Police hold back members of the general public from a concert featuring Eurovision
Song Contest winners Ell and Nikki, Eldar Gasimov and
Nigar Jamal, in the Heydar Aliyev Park in Ganja, Azerbaijan.
The Heydar Aliyev Park is seen in Yevlakh, Azerbaijan. Yevlakh is an urban center a mere two
kilometers from the Baku-Tbilisi-Ceyhan pipeline route; every significant and worthy urban center has a
Heydar Aliyev Park or Square in a sign of oil revenue investment and the priorities of the national
government in Baku.
Groundskeepers sweep in Heydar Aliyev Square in Baku. One place where oil wealth has clearly been invested is
in massive public parks and squares in every city built in tribute to Heydar Aliyev, the second leader of Azerbaijan
after independence who was in power at the start of the second oil boom in the mid-1990s and father of the current leader of Azerbaijan, Ilham Aliyev.

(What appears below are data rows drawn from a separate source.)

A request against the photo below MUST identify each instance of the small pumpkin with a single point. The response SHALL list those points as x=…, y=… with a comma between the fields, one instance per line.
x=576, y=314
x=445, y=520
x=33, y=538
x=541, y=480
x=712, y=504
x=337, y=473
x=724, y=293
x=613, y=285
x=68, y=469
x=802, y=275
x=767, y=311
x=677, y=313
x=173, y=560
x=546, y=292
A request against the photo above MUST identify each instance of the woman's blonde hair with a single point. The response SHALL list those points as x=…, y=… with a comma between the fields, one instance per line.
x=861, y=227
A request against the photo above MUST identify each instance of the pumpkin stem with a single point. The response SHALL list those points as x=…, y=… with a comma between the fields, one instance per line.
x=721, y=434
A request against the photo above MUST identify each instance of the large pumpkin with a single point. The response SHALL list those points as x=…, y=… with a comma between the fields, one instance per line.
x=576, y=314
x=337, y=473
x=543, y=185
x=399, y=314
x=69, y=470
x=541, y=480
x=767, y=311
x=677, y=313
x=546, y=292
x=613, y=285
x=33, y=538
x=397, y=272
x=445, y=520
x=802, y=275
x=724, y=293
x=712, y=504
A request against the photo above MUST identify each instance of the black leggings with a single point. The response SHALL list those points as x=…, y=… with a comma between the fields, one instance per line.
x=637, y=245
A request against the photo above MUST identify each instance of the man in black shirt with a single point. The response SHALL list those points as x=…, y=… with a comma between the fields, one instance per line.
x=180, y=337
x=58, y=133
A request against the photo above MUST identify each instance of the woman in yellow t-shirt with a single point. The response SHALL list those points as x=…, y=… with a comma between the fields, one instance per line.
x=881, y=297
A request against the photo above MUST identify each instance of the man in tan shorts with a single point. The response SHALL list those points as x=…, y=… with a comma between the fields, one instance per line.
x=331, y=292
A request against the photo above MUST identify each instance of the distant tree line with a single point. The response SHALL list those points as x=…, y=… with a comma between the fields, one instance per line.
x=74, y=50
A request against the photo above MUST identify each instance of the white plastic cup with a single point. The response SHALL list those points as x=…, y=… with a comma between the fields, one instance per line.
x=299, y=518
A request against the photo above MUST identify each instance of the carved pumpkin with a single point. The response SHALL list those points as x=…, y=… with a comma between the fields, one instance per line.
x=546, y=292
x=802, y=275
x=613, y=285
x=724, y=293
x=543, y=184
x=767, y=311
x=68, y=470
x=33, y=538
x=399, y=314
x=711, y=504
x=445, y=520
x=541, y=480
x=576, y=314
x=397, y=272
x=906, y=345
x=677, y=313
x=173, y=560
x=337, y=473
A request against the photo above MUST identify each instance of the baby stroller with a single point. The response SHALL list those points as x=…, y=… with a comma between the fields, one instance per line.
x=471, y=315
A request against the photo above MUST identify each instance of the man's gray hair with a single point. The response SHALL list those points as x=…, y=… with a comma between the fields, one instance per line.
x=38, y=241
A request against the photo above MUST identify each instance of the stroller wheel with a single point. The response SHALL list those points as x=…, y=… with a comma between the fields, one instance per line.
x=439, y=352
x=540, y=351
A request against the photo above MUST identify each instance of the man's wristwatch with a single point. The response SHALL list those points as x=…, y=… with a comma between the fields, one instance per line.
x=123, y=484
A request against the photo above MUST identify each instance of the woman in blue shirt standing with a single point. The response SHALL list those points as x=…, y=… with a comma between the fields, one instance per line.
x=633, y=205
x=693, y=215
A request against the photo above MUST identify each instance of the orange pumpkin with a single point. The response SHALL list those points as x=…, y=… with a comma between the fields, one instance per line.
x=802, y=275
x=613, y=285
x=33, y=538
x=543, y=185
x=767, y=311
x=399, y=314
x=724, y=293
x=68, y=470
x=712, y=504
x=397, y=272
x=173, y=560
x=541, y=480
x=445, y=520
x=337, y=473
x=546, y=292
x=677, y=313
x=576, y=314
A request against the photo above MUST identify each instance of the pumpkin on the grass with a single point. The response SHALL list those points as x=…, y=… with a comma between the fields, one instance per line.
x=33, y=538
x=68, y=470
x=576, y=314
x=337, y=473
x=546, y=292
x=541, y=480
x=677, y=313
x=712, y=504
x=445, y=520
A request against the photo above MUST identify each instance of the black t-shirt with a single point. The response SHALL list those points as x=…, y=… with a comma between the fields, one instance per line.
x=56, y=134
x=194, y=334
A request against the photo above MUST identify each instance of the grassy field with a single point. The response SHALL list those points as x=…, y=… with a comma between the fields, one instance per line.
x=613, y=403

Members of the pro-government youth organization Ireli, or Forward in Azeri, stand beside the Heydar Aliyev statue
outside the Heydar Aliyev Museum during the Pomegranate Festival in Goycay, Azerbaijan.
A billboard featuring Heydar Aliyev is seen in front of the State Statistics Office, known locally as Statistika,
in Baku. Heydar Aliyev was the ruler of communist-era Azerbaijan from 1969 until he became the first Muslim member of the
Soviet Politburo in 1982, later becoming president of independent Azerbaijan from 1993 until his death in 2003.
He installed his son, Ilham, in the country’s top job where he remains until this day. Heydar’s image and likeness are the subject of one
of the modern world’s more significant cults of personality.
A video montage of former Azerbaijani President Heydar Aliyev is seen during the opening ceremony
of the International Wrestling Final Golden Grand Prix at the Heydar Aliyev Concert Complex in Baku.
Much like in old Soviet times, sports are used as a means of reinforcing the supremacy of the ruling regime in Azerbaijan.
A Heydar Aliyev statue is seen in the Heydar Aliyev Square in Baku.
The theater features a portrait of Heydar Aliyev in the dormitory Neft Daslari, or ‘Oily Rocks,’ a Soviet-built offshore
oil installation that resembles a city with full dormitories, tea house, offshore oil platforms and a Heydar Aliyev Museum
40 kilometers from the Azeri coast in the Caspian Sea, Azerbaijan.
A poster featuring Heydar Aliyev is seen outside the bus station in Goycay. Heydar Aliyev was the ruler of communist-era Azerbaijan
from 1969 until he became the first Muslim member of the Soviet Politburo in 1982, later becoming president of independent Azerbaijan from
1993 until his death in 2003, when he installed his son, Ilham, in the country’s top job where he remains until this day.
A cyclist is seen in the Heydar Aliyev Park in Ganja, Azerbaijan. Ganja is the second largest city in Azerbaijan
and is located a few kilometers from where the Baku-Tbilisi-Ceyhan traverses farmlands; every significant and worthy urban center has a
Heydar Aliyev Park or Square in a sign of oil revenue investment and the priorities of the national government in Baku.